Support jump-server configuration #9
Description
Tlog cannot be used to record superuser sessions securely. For those sessions
another approach should be used, such as jump server. In a jump-server setup
the user first logs in to a machine which records all the terminal I/O, and
then from that machine he/she logs in to the target machine.
This allows recording terminal I/O securely. Still, audit logs need to be
collected on the target machine, and will remain authentic only until the
point when the superuser decides to circumvent them. Even though it seems like
a partial solution, it is still useful.
The jump-server setup can be done by putting a sort of "captive portal" on the
jump server, only allowing the user to interact with a program selecting which
server to log in to. This approach is used by e.g.

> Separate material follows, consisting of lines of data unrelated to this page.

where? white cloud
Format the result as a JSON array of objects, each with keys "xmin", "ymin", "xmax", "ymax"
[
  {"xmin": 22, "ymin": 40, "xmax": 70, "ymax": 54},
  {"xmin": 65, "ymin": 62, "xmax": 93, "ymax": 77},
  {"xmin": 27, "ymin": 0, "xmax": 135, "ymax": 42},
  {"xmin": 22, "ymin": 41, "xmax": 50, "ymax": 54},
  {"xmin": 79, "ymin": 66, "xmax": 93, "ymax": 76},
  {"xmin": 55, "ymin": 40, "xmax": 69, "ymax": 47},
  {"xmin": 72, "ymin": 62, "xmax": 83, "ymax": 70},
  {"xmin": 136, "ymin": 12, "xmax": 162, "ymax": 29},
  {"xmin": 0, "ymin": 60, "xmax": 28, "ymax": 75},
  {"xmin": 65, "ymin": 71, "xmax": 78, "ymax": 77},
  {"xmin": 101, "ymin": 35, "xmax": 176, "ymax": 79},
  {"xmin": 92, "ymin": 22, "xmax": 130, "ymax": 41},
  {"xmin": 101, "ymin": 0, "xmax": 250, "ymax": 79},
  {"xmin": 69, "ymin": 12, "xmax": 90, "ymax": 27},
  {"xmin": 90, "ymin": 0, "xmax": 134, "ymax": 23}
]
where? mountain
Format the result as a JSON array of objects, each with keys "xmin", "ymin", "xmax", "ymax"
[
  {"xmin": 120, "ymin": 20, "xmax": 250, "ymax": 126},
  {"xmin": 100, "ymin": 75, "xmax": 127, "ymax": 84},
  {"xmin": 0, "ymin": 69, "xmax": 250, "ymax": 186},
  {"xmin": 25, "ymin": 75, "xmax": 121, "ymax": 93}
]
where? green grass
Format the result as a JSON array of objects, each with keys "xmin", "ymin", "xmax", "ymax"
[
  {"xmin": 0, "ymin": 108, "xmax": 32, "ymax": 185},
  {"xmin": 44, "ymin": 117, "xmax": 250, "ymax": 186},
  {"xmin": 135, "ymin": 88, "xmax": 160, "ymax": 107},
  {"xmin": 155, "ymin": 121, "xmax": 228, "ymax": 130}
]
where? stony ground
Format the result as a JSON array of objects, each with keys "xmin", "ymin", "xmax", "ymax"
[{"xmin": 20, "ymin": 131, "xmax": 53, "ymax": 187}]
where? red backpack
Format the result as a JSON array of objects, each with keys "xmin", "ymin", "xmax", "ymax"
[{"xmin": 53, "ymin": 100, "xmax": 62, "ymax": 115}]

https://github.com/aker-gateway/Aker.
Another approach can be similar to "virtual hosting" and NAT, where a single
jump server can have a number of IP addresses on the external interface,
mapped one-to-one to addresses of the protected servers, perhaps aided by
split DNS views. When users would log in to one of those external addresses,
the jump server would know which server the user wanted to reach and can start
recording and initiate further SSH connection to the protected server
automatically.
The challenge here is how to then link such session recordings to the session
on the target server, for both the terminal I/O and audit logs.
For specific user requirements and typical jump-server setups we can contact
@anazmy, the author of Anker, linked above.